Triumph Of The Oligarchs

By Robert Reich

The Republican tax plan to be voted on this week is likely to pass. “The American people have waited 31 long years to see our broken tax code overhauled,” the leaders of the Koch’s political network insisted in a letter to members of Congress, urging swift approval.
They added that the time had come to put “more money in the pockets of American families.”
Please. The Koch network doesn’t care a fig about the pockets of American families. It cares about the pockets of the Koch network.
It has poured money into almost every state in an effort to convince Americans that the tax cut will be good for them. Yet most Americans don’t believe it.

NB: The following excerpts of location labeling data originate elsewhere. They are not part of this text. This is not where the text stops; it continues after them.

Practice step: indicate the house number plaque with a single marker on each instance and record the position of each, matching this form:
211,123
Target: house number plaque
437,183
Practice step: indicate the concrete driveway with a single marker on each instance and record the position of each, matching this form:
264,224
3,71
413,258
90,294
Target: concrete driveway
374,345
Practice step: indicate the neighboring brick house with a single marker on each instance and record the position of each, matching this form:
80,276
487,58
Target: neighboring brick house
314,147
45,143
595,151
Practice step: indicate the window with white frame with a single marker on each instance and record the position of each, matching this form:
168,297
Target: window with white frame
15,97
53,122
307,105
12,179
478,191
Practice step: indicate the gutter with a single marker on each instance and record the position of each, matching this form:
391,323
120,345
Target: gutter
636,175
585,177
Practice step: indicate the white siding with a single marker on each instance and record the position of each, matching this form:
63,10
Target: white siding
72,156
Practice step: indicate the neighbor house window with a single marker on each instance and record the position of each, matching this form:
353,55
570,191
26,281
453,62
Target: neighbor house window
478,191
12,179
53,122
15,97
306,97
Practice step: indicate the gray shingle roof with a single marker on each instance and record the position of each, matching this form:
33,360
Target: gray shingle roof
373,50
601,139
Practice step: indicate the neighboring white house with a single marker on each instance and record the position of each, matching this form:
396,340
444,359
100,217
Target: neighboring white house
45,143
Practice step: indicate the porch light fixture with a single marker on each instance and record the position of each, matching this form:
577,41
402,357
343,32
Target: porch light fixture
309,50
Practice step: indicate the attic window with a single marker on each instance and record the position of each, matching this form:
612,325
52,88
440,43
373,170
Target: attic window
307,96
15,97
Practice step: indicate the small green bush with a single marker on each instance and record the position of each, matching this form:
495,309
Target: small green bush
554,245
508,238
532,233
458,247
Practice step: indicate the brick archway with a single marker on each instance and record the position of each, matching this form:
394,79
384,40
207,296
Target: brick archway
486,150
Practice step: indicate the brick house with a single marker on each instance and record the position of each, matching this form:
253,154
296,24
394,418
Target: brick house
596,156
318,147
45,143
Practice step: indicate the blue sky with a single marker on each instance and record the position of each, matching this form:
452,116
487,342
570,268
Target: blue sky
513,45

Polls shows only about a third of Americans favor the tax plan. The vast majority feel it’s heavily skewed to the rich and big businesses – which it is.
In counties that Trump won but Obama carried in 2012, only 17 percent say they expect to pay less in taxes, according to a recent NBC News/Wall Street Journal poll. Another 25 percent say they expected their family would actually pay higher taxes.
Most Americans know that the tax plan is payback for major Republican donors. Gary Cohn, Trump’s lead economic advisor, even conceded in an interview that “the most excited group out there are big CEOs, about our tax plan.”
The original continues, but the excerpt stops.